Evaluation and calibration with uncertain ground truth

This repository contains code for our papers on calibrating [1] and evaluating [2] AI models with uncertain and ambiguous ground truth.

Currently, the code allows to reproduce our results on the toy dataset presented in [1]. Results on the dermatology case study of [2] will follow soon.

[1] Stutz, D., Roy, A.G., Matejovicova, T., Strachan, P., Cemgil, A.T.,
    & Doucet, A. (2023).
    [Conformal prediction under ambiguous ground truth](https://openreview.net/forum?id=CAd6V2qXxc).
    TMLR.
[2] Stutz, D., Cemgil, A.T., Roy, A.G., Matejovicova, T., Barsbey, M., Strachan,
   P., Schaekermann, M., Freyberg, J.V., Rikhye, R.V., Freeman, B., Matos, J.P.,
   Telang, U., Webster, D.R., Liu, Y., Corrado, G.S., Matias, Y., Kohli, P.,
   Liu, Y., Doucet, A., & Karthikesalingam, A. (2023).
   [Evaluating AI systems under uncertain ground truth: a case study in dermatology](https://arxiv.org/abs/2307.02191).
   ArXiv, abs/2307.02191.

Overview

For safety, AI systems often undergo thorough evaluation and targeted calibration against a ground truth that is assumed certain. However, in many cases, this is actually not the case and the ground truth may be uncertain.
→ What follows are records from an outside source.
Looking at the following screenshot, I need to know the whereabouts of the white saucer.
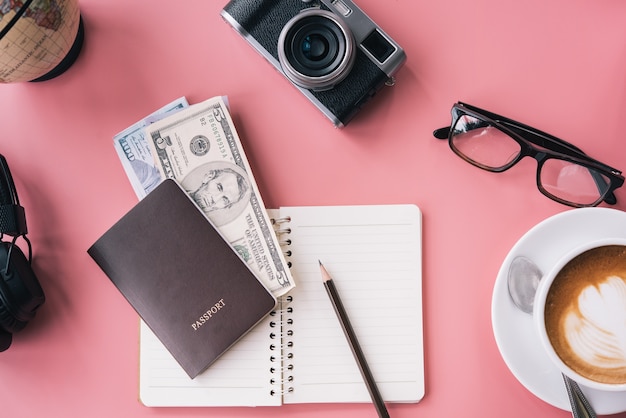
[491,208,626,415]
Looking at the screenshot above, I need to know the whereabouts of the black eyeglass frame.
[433,102,624,207]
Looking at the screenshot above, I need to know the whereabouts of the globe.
[0,0,84,83]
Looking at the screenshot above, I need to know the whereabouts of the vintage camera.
[221,0,406,127]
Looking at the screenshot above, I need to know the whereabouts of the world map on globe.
[0,0,80,83]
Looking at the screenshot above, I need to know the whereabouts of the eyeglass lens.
[450,115,610,205]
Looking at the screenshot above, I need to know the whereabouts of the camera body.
[221,0,406,127]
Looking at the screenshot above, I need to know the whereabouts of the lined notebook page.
[280,205,424,403]
[139,317,280,406]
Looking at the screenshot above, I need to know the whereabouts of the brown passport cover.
[87,179,276,378]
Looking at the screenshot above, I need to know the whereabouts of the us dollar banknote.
[113,97,189,199]
[145,97,295,296]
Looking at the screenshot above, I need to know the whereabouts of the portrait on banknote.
[181,161,252,226]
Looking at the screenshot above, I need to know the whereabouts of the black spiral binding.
[270,218,294,397]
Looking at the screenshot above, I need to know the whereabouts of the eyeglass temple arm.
[433,126,452,139]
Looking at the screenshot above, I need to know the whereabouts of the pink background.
[0,0,626,418]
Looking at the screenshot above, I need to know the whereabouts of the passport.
[87,179,276,379]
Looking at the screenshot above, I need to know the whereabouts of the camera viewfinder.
[361,29,396,64]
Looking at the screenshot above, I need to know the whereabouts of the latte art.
[563,276,626,369]
[544,245,626,385]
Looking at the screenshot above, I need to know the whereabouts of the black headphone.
[0,154,45,351]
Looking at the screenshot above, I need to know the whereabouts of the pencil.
[318,260,389,418]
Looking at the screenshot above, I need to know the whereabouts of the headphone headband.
[0,154,28,237]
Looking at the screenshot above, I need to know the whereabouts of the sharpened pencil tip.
[317,260,331,282]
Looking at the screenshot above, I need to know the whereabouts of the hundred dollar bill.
[113,97,189,200]
[145,97,295,296]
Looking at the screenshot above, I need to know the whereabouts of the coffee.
[544,245,626,384]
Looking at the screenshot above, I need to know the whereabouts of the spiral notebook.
[139,205,424,406]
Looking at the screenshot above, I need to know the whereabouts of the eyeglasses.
[433,102,624,207]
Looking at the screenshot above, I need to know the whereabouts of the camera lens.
[278,9,355,90]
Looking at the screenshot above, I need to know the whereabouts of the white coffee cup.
[533,238,626,391]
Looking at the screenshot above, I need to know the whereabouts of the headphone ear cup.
[0,242,45,333]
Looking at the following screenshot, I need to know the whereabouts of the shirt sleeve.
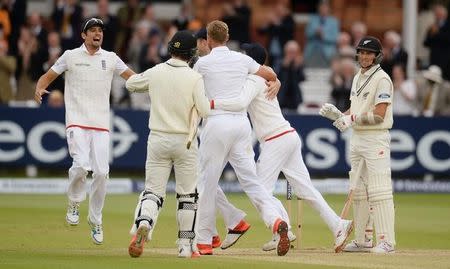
[243,54,261,74]
[375,78,393,105]
[114,55,128,75]
[214,78,261,112]
[194,78,211,118]
[125,69,152,92]
[51,51,68,75]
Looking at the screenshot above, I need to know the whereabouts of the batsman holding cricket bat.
[126,31,210,258]
[320,36,395,253]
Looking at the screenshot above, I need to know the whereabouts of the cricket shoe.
[262,230,297,251]
[370,241,395,254]
[343,240,373,252]
[178,244,200,258]
[66,201,80,226]
[334,219,353,253]
[220,220,250,249]
[211,235,222,248]
[273,219,291,256]
[197,244,212,255]
[88,216,103,245]
[128,223,150,258]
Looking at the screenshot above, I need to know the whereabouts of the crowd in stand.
[0,0,450,116]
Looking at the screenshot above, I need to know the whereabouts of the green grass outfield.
[0,194,450,269]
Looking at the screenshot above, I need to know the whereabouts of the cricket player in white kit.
[320,36,395,253]
[35,18,134,244]
[194,21,289,255]
[214,43,352,251]
[126,31,210,258]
Unfortunately, this is largely ignored in practice even though it can have severe consequences such as overestimating of future performance and mis-calibration. To address this problem, we present work for taking uncertain ground truth into account when evaluating and calibrating AI models.

For evaluation, we assume that ground truth uncertainty decomposes into two main components: annotation uncertainty which stems from the lack of reliable annotations, and inherent uncertainty due to limited observational information. This uncertainty is ignored when estimating the ground truth by deterministically aggregating annotations, e.g., by majority voting or averaging. In contrast, we propose a framework where aggregation is done using a statistical model. Specifically, we frame aggregation of annotations as posterior inference of so-called plausibilities, representing distributions over classes in a classification setting, subject to a hyper-parameter encoding annotator reliability. Based on this model, we propose a metric for measuring annotation uncertainty and provide uncertainty-adjusted metrics for performance evaluation.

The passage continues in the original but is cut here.